REPUBLIKA.CO.ID, WASHINGTON - Seorang putra Muamar Gaddafi menuding saudaranya --yang nada bicaranya tak mau kendur-- sebagai penyebab kegagalan pembicaraan dengan penguasa baru Libya mengenai salah satu sisa kubu terakhir pasukan yang setia kepada Gaddafi, demikian laporan CNN, Ahad larut malam (4/9).
Saadi Gaddafi mengatakan kepada CNN dalam satu wawancara telefon, bahwa siaran pidato 'agresif' oleh kakaknya, Saif al-Islam Gaddafi, beberapa hari sebelumnya telah mengakibatkan kemacetan dalam perundingan, sehingga melicinkan jalan bagi dilancarkannya serangan.

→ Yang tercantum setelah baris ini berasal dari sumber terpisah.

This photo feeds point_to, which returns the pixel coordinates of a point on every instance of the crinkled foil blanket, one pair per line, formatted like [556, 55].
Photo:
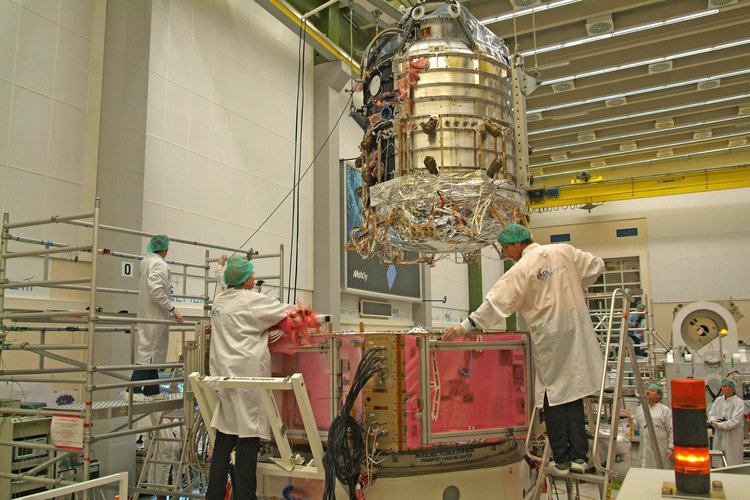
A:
[435, 214]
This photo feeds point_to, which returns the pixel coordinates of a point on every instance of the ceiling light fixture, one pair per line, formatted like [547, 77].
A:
[647, 62]
[643, 113]
[523, 12]
[626, 31]
[641, 162]
[642, 91]
[593, 140]
[632, 146]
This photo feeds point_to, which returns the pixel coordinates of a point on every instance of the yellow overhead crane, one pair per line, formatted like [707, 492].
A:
[694, 181]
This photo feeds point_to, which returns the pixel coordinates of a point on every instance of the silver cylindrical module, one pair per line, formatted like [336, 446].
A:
[438, 160]
[463, 89]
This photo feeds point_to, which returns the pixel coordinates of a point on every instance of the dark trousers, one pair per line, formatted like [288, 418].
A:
[566, 431]
[148, 390]
[245, 463]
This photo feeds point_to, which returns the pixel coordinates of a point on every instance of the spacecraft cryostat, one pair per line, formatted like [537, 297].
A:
[439, 158]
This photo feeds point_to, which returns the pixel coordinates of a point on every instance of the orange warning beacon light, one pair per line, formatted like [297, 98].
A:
[692, 462]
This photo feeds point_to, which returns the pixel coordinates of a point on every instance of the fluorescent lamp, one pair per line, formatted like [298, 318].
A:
[651, 160]
[629, 135]
[632, 146]
[624, 31]
[644, 113]
[526, 11]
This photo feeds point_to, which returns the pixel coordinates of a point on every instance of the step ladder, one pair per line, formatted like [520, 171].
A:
[598, 406]
[287, 463]
[160, 458]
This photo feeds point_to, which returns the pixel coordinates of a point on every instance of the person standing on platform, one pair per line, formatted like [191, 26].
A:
[726, 417]
[546, 285]
[154, 302]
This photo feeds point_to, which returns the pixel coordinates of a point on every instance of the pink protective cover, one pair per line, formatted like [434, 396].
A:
[490, 393]
[482, 389]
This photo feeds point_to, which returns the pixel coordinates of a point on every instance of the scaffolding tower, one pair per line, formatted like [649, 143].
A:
[92, 322]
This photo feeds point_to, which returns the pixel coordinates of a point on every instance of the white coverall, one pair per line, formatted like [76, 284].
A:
[728, 434]
[154, 302]
[661, 416]
[239, 348]
[546, 285]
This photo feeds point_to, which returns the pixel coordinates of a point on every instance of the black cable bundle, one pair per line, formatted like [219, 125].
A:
[346, 438]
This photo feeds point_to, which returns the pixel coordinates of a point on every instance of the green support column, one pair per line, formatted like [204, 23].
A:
[475, 284]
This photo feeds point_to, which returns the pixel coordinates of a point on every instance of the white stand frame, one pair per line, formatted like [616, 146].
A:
[288, 464]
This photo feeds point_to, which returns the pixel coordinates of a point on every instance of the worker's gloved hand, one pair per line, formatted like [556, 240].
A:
[454, 332]
[177, 316]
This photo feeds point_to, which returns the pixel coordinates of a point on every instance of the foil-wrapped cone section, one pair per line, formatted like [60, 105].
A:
[452, 212]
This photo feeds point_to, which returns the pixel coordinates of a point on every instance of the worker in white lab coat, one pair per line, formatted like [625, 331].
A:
[726, 417]
[546, 285]
[239, 348]
[154, 302]
[661, 416]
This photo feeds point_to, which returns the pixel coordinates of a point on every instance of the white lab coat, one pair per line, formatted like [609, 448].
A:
[154, 302]
[661, 416]
[546, 285]
[239, 348]
[728, 434]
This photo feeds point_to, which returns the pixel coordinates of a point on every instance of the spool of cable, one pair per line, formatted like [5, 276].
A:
[692, 462]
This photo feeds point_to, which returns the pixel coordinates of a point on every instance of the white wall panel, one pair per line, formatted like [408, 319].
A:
[5, 95]
[68, 136]
[178, 59]
[198, 177]
[157, 95]
[201, 61]
[698, 244]
[35, 60]
[177, 114]
[199, 124]
[72, 69]
[47, 8]
[159, 43]
[174, 189]
[9, 14]
[153, 170]
[29, 130]
[77, 16]
[240, 97]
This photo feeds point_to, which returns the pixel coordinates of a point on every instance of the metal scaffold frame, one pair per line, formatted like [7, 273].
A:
[91, 321]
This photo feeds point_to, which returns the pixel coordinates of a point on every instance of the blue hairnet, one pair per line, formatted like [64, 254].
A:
[731, 383]
[237, 271]
[657, 389]
[158, 243]
[513, 233]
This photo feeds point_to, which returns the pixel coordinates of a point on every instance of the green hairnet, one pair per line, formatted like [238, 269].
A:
[731, 383]
[158, 243]
[237, 271]
[513, 233]
[657, 389]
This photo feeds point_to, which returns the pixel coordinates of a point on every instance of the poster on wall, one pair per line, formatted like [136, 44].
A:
[370, 276]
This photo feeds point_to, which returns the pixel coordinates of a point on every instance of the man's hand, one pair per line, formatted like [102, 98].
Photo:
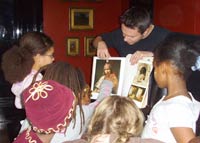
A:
[102, 50]
[139, 55]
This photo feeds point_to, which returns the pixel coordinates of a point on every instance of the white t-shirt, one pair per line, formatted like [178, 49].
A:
[18, 88]
[179, 111]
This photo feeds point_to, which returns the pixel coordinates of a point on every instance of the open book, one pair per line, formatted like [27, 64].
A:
[128, 80]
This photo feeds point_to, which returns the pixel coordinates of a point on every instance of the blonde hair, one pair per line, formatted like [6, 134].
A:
[116, 115]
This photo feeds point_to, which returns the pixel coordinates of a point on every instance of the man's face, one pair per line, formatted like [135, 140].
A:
[131, 36]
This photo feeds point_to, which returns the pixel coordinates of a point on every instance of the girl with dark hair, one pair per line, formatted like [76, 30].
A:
[173, 118]
[20, 63]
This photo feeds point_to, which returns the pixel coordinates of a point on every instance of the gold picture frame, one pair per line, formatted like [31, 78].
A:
[73, 44]
[81, 18]
[89, 49]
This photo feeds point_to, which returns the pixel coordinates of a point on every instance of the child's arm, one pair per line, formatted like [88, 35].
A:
[182, 134]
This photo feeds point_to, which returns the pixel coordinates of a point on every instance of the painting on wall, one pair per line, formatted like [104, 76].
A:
[73, 46]
[81, 18]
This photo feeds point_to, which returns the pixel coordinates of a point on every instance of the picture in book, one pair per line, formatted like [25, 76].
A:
[128, 80]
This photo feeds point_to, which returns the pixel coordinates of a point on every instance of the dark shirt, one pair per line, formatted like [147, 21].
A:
[115, 40]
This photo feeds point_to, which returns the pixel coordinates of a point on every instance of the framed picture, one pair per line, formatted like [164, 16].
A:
[94, 0]
[73, 46]
[89, 49]
[69, 0]
[114, 67]
[81, 18]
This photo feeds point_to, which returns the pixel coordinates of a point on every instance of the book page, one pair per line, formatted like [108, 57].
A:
[113, 66]
[136, 80]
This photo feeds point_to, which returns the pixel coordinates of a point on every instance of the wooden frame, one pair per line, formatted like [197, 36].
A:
[89, 49]
[94, 0]
[81, 18]
[73, 44]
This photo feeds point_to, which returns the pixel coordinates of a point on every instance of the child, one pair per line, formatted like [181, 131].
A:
[49, 107]
[116, 119]
[69, 76]
[20, 63]
[173, 118]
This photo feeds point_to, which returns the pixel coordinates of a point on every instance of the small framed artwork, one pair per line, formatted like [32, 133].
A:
[81, 18]
[73, 46]
[89, 49]
[70, 0]
[94, 0]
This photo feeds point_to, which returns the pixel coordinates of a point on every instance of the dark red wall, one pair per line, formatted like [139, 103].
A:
[56, 25]
[178, 15]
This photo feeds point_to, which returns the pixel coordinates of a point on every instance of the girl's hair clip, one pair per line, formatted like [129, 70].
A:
[197, 65]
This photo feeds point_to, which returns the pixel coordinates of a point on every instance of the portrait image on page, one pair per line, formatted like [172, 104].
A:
[139, 85]
[106, 69]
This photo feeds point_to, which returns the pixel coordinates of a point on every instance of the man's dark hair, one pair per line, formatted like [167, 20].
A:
[136, 17]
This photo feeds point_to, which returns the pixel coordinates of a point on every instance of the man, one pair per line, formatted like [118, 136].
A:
[137, 36]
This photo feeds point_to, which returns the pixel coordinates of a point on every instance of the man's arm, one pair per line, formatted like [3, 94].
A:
[139, 55]
[102, 49]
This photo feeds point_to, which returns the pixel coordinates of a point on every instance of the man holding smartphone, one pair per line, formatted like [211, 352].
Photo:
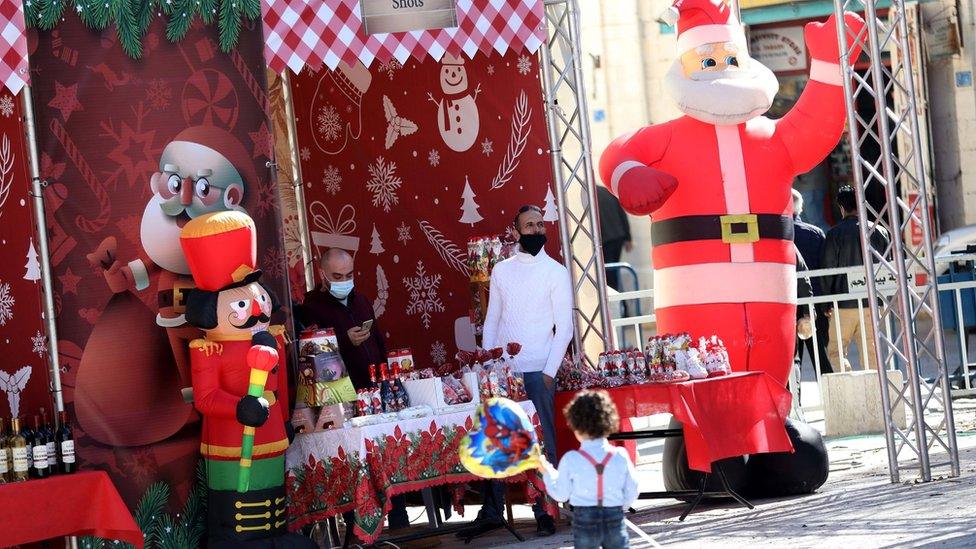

Kota Bani Walid, di sebelah tenggara ibu kota Libya, Tripoli, adalah salah satu kubu terakhir petempur pro-Gaddafi, tempat satu putra pemimpin Libya yang terdepak itu diduga berada.
Ketika ditanya mengenai lokasinya, Saadi mengatakan ia "berada agak di luar" Bani Walid tapi terus bergerak, demikian laporan CNN. Ia mengatakan ia belum bertemu dengan ayah atau saudaranya selama dua bulan.
Saadi mengatakan ia "bersikap netral tapi tetap siap membantu untuk merundingkan gencatan senjata", kata CNN.
Perundingan bagi penyerahan diri pasukan Muamar Gaddafi di Bani Walid telah gagal dan takkan dilanjutkan, kata seorang pejabat, sehingga membuka jalan bagi serangan militer.
Perundingan melalui penengahan tetua suku dimulai beberapa hari sebelumnya dengan harapan Bani Walid dapat dikuasai gerilyawan tanpa pertumpahan darah. Bani Walid adalah pusat suku tangguh Warfalla, yang merupakan inti pasukan Gaddafi dan diberi posisi politik tinggi di dalam pemerintahannya.
Tapi suku itu telah terpecah apakah akan mendukung gaddafi atau tidak, kata beberapa anggota suku yang telah memihak kepada Dewan Peralihan Nasional (NTC) dan termasuk di antara pasukan NTC yang mengepung kota tersebut.